A Beirut family's slow recovery from the trauma

Although convinced she will never forget the terror she felt when massive explosions rocked Beirut, one year on, Faten and her three children are slowly recovering from the trauma.

UNICEF Lebanon
Faten Assaad Hanna and her 3 children
03 August 2021

Faten, a 36-year-old single mother is convinced she will never forget the terror she felt when massive explosions rocked Beirut, shattered her home and left her fearing her three children had died.  But she says that one year on, she and the children are slowly recovering from the trauma.

“The memory of that day can never leave me. I was away from home, away from my children,” says Faten, who at the time worked as a cleaner on the other side of the city. “My first and only thought was that my children must have died."

“I ran home as fast as I could. I felt my feet moving, but it was as if I was going nowhere," she recalls. When she finally reached her home, near the Port of Beirut, she found her children were physically unharmed.

“But my eldest daughter was pale and silent, my son wept and my youngest daughter clung to me for the next three hours."

Faten and her children were among the many families who quickly received psychological care from UNICEF's Lebanon-based child protection partner Himaya.

“They were the first people to call us after the blast. The only people to call and check on my children and to ask if we needed any assistance. Since that day, they have been here for us, making my hope for a return to normal life a little more achievable," she says, smiling.

Faten Assaad Hanna in her living room

Clea Estephan, a social worker with Himaya, remembers her first meeting with the family.

“They were all heavily affected," she says. “Twelve-year-old Marilyn was the most traumatized. Without immediate psychological first aid and continued support, it wouldn’t have been possible for her to have made any progress."

Yet, Marilyn’s recovery has been significant. Where, a year ago, she sat silently with her younger siblings at her mother's feet, today she’s eager to talk about her journey of the past 12 months.

“Whenever I hear an airplane flying over, I feel the same terror as I felt during the explosions,” Marilyn says. “I still remember people crying on that day, people frightened, the injured laying on the floor. But the support I received has helped me process things, and it’s also helped me support my younger brother and sister."

Alongside psychosocial support, the family received financial assistance, which helped renovate their damaged home.

Marilyne, 12 years old

“We worked with Marilyn for five months”, says Clea. “We also maintained very close contact with Faten. By supporting her directly and indirectly, we helped her succeed in managing her emotions and helped her be supportive towards her children."

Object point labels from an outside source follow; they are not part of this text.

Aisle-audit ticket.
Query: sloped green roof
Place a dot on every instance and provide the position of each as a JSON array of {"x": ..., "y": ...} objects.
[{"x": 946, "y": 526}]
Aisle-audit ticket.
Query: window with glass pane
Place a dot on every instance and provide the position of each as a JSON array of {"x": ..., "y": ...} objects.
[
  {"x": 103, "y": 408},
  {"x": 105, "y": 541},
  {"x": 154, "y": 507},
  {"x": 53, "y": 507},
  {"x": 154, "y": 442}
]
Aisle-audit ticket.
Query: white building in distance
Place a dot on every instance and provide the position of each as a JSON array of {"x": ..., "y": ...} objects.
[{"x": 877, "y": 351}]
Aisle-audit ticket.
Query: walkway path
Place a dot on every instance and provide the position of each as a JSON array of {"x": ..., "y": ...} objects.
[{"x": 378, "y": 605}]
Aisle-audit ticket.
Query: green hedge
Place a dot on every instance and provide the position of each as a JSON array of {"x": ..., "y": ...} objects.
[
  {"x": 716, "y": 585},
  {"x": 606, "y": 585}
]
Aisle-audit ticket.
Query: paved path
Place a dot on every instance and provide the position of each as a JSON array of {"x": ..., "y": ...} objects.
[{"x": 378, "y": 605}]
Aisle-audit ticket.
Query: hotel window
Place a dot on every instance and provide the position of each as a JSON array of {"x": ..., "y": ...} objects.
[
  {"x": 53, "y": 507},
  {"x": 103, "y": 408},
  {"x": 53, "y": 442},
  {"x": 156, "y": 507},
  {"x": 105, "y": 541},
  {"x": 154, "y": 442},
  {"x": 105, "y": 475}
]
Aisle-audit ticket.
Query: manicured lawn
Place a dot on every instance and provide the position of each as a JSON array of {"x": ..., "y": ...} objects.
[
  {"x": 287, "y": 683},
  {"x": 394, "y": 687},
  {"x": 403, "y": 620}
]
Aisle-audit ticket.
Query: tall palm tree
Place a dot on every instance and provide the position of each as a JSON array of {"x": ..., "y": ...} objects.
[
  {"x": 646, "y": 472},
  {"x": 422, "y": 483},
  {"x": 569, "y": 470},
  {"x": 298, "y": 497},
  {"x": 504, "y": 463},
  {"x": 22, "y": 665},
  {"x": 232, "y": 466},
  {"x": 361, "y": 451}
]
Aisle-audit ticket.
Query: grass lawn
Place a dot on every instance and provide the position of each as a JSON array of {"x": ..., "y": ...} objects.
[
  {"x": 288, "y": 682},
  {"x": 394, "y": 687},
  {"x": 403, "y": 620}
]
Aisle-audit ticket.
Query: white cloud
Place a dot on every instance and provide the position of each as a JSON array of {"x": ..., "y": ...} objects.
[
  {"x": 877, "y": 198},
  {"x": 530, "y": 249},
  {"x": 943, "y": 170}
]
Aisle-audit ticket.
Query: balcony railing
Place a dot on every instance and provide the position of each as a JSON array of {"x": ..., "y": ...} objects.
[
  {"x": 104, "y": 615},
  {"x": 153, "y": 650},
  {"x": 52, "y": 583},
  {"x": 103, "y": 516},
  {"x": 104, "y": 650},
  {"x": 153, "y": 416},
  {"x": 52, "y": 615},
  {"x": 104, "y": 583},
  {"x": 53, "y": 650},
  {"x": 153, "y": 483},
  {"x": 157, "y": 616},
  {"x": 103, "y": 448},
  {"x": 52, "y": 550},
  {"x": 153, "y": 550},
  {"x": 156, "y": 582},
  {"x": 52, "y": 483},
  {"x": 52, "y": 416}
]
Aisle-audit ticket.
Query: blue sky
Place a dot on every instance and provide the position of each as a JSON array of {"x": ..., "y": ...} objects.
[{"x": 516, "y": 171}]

“All of my children have shown great strength and have improved in every way. I see this every day. They’re grown from where they were, even from where I was, last summer,” Faten says. 

"The people of Lebanon did not deserve this"

A recent move to a new home has boosted the family’s morale and heralded a fresh start.

“It’s important now to look forward to the future, but we can’t ignore the past – it makes us who we are," says Marilyn. "Moving to our new home has been great. It’s a new beginning. We’ve made new friends. The support I received so soon after the explosions put me on the road to recovery."

Nonetheless, her mother’s anger remains intense. “My children had their childhoods stolen. Their innocence was denied. If it weren’t for the care we’ve received, I’d have been unable to offer them the support they needed. Everyone in the city is still affected by this event. We’re all still in the process of slow recovery, trying to help one another.”

Marilyn’s shakes her head and firmly declares, “The people of Lebanon did not deserve this."